Technique of the Week: Steaming

Steaming is a wet cooking method that transfers heat to food via conduction, (i.e. from direct contact with the water vapor,) and convection, (i.e. from the upward motion of the water vapor.)  Steaming is a highly effective method of transferring energy.  Steaming doesn't leach away nutrients like immersion methods do since the food is not surrounded by roiling liquid.  Steaming is ideal for more delicate meats and vegetables which would be damaged by the greater agitation and disruptive force of boiling or simmering water. Steaming and “health food” are practically synonymous making it the cooking method of choice for dieters everywhere since there is no fat employed whatsoever.

There are a number of equipment options for steaming.  The first is the classic bamboo steamer, traditionally used to make a variety of Asian dishes.  They can be stacked on top of each other thus allowing the simultaneous steaming of multiple items.  Then, there is the traditional steaming pan which is basically a sauce pan with holes in the bottom that sits snugly on top of another saucepan which holds the steaming liquid. The most popular folding steamer insert, designed to conform to the diameter of any pot within its particular range.  Our personal favorite is a silicone version of the steamer insert, but a colander set inside a larger pot of simmering water is an inexpensive, make-shift version.

Regardless of the vessel, the concept is that food placed in the upper section of a steamer is cooked by the heat and vapor of the liquid boiling in the lower section. A well-fitting lid, to keep the steam in, is important. Careful timing is essential as steamed food is tasteless if even slightly overcooked. Steaming is pretty straightforward.  Bring the water to a gentle boil and place the food in the steamer and cover.  Just make sure the food is not in direct contact with the liquid water.  If you’re steaming something that takes an extended amount of time, you may need to add a little hot water during the process to compensate for evaporation.

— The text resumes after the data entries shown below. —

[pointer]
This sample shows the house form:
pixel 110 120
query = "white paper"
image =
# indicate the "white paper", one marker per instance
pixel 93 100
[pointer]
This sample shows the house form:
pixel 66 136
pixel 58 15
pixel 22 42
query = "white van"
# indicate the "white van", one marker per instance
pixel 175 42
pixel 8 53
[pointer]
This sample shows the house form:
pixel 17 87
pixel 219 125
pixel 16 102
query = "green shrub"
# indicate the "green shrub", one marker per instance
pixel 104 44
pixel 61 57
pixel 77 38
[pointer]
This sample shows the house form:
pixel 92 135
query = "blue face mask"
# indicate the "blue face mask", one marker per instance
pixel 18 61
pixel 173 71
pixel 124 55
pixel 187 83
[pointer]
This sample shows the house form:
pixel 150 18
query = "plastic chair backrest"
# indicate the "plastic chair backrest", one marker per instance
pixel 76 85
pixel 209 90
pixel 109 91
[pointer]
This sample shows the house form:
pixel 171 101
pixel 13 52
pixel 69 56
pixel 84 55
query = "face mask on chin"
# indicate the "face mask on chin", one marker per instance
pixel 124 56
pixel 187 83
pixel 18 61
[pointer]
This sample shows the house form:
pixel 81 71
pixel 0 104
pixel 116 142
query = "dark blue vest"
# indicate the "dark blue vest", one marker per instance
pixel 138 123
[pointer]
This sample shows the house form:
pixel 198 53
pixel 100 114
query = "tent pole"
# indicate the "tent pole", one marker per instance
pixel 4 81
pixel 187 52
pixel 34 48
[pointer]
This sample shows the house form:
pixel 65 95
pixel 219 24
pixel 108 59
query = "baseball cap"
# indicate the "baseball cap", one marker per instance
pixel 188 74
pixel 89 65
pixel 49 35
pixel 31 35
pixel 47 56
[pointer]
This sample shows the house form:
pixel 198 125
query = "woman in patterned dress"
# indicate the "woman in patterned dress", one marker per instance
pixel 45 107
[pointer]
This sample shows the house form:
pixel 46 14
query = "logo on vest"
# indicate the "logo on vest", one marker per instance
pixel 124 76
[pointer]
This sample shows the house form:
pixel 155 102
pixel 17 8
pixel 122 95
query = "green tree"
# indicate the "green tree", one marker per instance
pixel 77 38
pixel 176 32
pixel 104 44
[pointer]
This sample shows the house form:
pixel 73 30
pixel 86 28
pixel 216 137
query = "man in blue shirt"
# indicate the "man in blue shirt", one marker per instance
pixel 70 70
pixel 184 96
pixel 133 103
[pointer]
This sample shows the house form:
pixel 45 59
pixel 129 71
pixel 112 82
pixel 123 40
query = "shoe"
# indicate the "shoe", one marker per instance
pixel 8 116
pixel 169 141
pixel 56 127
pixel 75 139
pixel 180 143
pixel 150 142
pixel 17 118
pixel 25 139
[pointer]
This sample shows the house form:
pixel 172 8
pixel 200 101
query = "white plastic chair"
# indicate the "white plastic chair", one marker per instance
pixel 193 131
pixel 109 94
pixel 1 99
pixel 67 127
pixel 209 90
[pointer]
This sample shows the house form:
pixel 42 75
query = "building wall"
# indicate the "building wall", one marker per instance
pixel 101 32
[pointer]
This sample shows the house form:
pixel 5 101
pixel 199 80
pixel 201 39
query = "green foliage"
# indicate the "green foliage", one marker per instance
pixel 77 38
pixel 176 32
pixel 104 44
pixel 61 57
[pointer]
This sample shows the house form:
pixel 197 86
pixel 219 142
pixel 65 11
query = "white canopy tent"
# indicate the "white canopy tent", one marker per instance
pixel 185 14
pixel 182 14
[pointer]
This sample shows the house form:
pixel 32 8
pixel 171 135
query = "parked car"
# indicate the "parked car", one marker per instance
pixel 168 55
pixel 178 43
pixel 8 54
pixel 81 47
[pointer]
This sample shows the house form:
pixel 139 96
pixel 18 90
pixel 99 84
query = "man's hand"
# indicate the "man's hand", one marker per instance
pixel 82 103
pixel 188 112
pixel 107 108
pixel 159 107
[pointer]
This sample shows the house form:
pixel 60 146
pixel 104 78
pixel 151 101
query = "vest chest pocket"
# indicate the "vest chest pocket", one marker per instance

Basic steaming is obviously performed with water, but you can use a flavored liquid and impart additional flavor to the food.  Court-bouillon is a broth made from water, wine, vinegar and/or citrus juice, aromatics and herbs.  Traditionally it is employed for poaching but you can use it as a steaming liquid as well.  Moreover, when the item is done steaming you can utilize what’s left of the Court-bouillon as a sauce.  For more intensity, boil some of it down for a richer sauce.

Potatoes are great candidates for steaming. The advantage of this method, especially with floury potatoes, is that none of the starch is lost in the water and there is no violent agitation to break up the potatoes. Cut the potatoes to a uniform shape and size and place in the top half of a steamer with the water below set to boil vigorously.

Most vegetables can be steamed in about five minutes.  Do not over-steam or your green vegetables will start to lose their vibrant hues.  Vegetables can be steamed in their own juice. Spinach, for example, may be put, wet from washing, into a covered pan and shaken over moderate heat for about 5 minutes. It will then be soft, bright green and much reduced. Press to extract excess moisture, add a tablespoon or 2 of butter and season. Green beans are another vegetable that lend themselves to steaming.

Steamed Green Beans Gremolata
  • 1 lb. green beans, trimmed
  • 1 tablespoon lemon zest
  • ½ cup fresh parsley, minced
  • 2 garlic cloves, minced
  • ¼ cup extra virgin olive oil
  • 1 teaspoon lemon juice
  • ¼ teaspoon salt

Bring water to a boil and place steamer over water. Place the beans in the steamer basket and allow to steam for 8 minutes and test one of the beans for doneness. The beans should be until tender but still crisp and bright green. If they if they are not yet done, check again at 12 minutes. Remove beans from steamer and turn out into a mixing bowl.

Gremolata is an Italian herb condiment typically made of lemon zest, garlic, and parsley. Combine zest, parsley, garlic in a small bowl and slowly drizzle in olive oil stirring until well blended.

While the beans are still hot, toss them with two tablespoons of Gremolata and sprinkle with lemon juice. The lemon juice is added just before serving to keep the beans from turning brown (so, do not do this ahead of time).  When ready to serve, place the beans on a serving plate and sprinkle with salt and garnish with a bit more chopped parsley. Serve hot or at room temperature.

These beans are delicious cold too. They can be kept covered in the fridge for up to 3 days. Toss them in a salad or just eat with your fingers.